Fourth-seeded Alabama missed more than 35 3-pointers during the game, but it came back on a triple when it mattered most. Kira Orr, a sophomore for fifth-seeded Duke who scored 30 points that night, was whistled for what The Chronicle's Dan Wichman described as a controversial charge with a three-point lead and 18.8 seconds remaining.

With new life, Alabama’s Niesa Johnson then sank an off-balance 3-pointer with 1.6 seconds left to tie the game and send it to overtime.

Of course, the drama was just beginning to settle in, but part of what made the game so special is that it was not televised at all. That means that only the crowd of 1,966 ever saw the game, no highlights to follow.

They saw Johnson again tie the score with two seconds left in the first overtime with two free throws, which Wichman also called a debatable foul.

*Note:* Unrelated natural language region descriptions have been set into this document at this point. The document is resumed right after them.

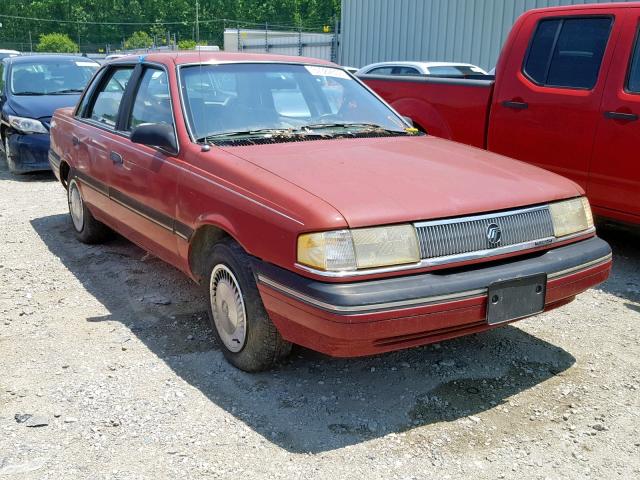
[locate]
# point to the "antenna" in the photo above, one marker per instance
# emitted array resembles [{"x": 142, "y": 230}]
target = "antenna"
[{"x": 197, "y": 23}]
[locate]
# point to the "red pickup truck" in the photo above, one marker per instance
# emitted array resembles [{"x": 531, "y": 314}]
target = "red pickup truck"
[
  {"x": 566, "y": 97},
  {"x": 311, "y": 211}
]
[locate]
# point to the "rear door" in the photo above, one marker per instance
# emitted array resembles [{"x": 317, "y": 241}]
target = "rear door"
[
  {"x": 143, "y": 180},
  {"x": 547, "y": 113},
  {"x": 614, "y": 182},
  {"x": 93, "y": 135}
]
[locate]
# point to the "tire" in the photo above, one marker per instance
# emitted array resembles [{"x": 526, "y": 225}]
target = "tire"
[
  {"x": 87, "y": 229},
  {"x": 247, "y": 337}
]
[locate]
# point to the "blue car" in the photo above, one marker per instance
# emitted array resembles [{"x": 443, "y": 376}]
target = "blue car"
[{"x": 31, "y": 89}]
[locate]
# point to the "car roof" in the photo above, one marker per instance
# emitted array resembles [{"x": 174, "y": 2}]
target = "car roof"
[
  {"x": 404, "y": 63},
  {"x": 36, "y": 58},
  {"x": 190, "y": 57}
]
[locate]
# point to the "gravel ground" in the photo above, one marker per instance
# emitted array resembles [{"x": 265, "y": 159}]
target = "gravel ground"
[{"x": 108, "y": 370}]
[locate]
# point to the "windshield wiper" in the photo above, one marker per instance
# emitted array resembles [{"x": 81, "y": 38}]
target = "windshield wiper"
[
  {"x": 278, "y": 132},
  {"x": 361, "y": 125},
  {"x": 67, "y": 90}
]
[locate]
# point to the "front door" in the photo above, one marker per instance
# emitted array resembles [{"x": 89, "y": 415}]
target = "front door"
[
  {"x": 548, "y": 112},
  {"x": 614, "y": 183}
]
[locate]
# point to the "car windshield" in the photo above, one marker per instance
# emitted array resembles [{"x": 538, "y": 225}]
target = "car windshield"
[
  {"x": 247, "y": 98},
  {"x": 51, "y": 77}
]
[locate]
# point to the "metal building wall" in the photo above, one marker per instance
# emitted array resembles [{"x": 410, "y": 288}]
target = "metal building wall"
[{"x": 470, "y": 31}]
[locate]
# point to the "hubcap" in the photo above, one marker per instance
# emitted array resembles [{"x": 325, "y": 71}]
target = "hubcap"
[
  {"x": 227, "y": 305},
  {"x": 75, "y": 206}
]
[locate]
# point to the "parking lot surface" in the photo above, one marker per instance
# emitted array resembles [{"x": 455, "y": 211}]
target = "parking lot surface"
[{"x": 108, "y": 370}]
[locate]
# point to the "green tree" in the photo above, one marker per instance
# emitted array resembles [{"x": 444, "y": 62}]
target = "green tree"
[
  {"x": 187, "y": 44},
  {"x": 56, "y": 43},
  {"x": 138, "y": 40}
]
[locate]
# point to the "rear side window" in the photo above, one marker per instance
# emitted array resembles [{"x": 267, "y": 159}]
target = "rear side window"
[
  {"x": 152, "y": 103},
  {"x": 567, "y": 52},
  {"x": 107, "y": 99},
  {"x": 405, "y": 71},
  {"x": 634, "y": 75},
  {"x": 380, "y": 71}
]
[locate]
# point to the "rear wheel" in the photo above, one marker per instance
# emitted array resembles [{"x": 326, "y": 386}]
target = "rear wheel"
[
  {"x": 87, "y": 229},
  {"x": 248, "y": 338}
]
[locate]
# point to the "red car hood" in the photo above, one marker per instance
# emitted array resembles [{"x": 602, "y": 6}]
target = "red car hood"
[{"x": 398, "y": 179}]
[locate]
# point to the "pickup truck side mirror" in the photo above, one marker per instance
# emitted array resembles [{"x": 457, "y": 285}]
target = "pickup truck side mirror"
[
  {"x": 409, "y": 120},
  {"x": 158, "y": 135}
]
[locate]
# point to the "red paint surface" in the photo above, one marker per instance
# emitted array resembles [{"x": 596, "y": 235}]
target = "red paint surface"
[
  {"x": 266, "y": 196},
  {"x": 368, "y": 334}
]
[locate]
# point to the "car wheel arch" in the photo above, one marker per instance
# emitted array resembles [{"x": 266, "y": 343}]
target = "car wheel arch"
[
  {"x": 206, "y": 235},
  {"x": 65, "y": 170}
]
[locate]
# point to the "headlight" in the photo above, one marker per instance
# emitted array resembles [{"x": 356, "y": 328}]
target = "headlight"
[
  {"x": 345, "y": 250},
  {"x": 571, "y": 216},
  {"x": 27, "y": 125}
]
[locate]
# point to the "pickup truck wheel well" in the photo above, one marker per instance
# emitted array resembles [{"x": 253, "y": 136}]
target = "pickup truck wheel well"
[{"x": 204, "y": 238}]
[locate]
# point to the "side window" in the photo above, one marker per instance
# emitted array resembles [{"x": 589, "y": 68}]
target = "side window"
[
  {"x": 380, "y": 71},
  {"x": 106, "y": 101},
  {"x": 567, "y": 52},
  {"x": 152, "y": 103},
  {"x": 405, "y": 71},
  {"x": 634, "y": 75}
]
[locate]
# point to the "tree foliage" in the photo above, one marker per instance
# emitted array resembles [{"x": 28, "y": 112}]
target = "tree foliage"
[
  {"x": 56, "y": 43},
  {"x": 138, "y": 40},
  {"x": 187, "y": 44},
  {"x": 159, "y": 18}
]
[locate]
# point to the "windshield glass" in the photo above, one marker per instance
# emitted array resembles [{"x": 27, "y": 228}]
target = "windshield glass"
[
  {"x": 51, "y": 77},
  {"x": 242, "y": 97},
  {"x": 455, "y": 70}
]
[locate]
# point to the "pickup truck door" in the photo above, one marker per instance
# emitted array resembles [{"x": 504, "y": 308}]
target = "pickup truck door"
[
  {"x": 614, "y": 182},
  {"x": 143, "y": 179},
  {"x": 546, "y": 109}
]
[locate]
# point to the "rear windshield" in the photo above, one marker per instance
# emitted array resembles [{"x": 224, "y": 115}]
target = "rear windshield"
[
  {"x": 455, "y": 71},
  {"x": 51, "y": 77},
  {"x": 229, "y": 98}
]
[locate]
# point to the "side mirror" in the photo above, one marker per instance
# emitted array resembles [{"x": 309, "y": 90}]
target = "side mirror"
[{"x": 158, "y": 135}]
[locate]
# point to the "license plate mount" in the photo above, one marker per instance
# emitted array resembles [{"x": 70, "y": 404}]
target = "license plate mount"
[{"x": 516, "y": 298}]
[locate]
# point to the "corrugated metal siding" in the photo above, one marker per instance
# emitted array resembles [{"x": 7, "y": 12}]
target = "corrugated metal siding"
[{"x": 470, "y": 31}]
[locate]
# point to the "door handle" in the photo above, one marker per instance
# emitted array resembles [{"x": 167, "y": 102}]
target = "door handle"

Still, after losing, Duke continued to rise, advancing to four Final Fours under then-third year head coach Gail Goestenkors, winning five straight ACC titles and reaching 13 consecutive NCAA tournaments before she left for Texas. This game—part of Duke’s first NCAA tournament run in eight years and part of its resurgence after finishing last in the ACC in 1993—was just the beginning of what was to come.

For Alabama? Well, it has not reached an Elite Eight since 1994 or an NCAA tournament since 1999, and it lost the next game to undefeated and eventual-champion Connecticut.

It’s the war, not the battle, as they say.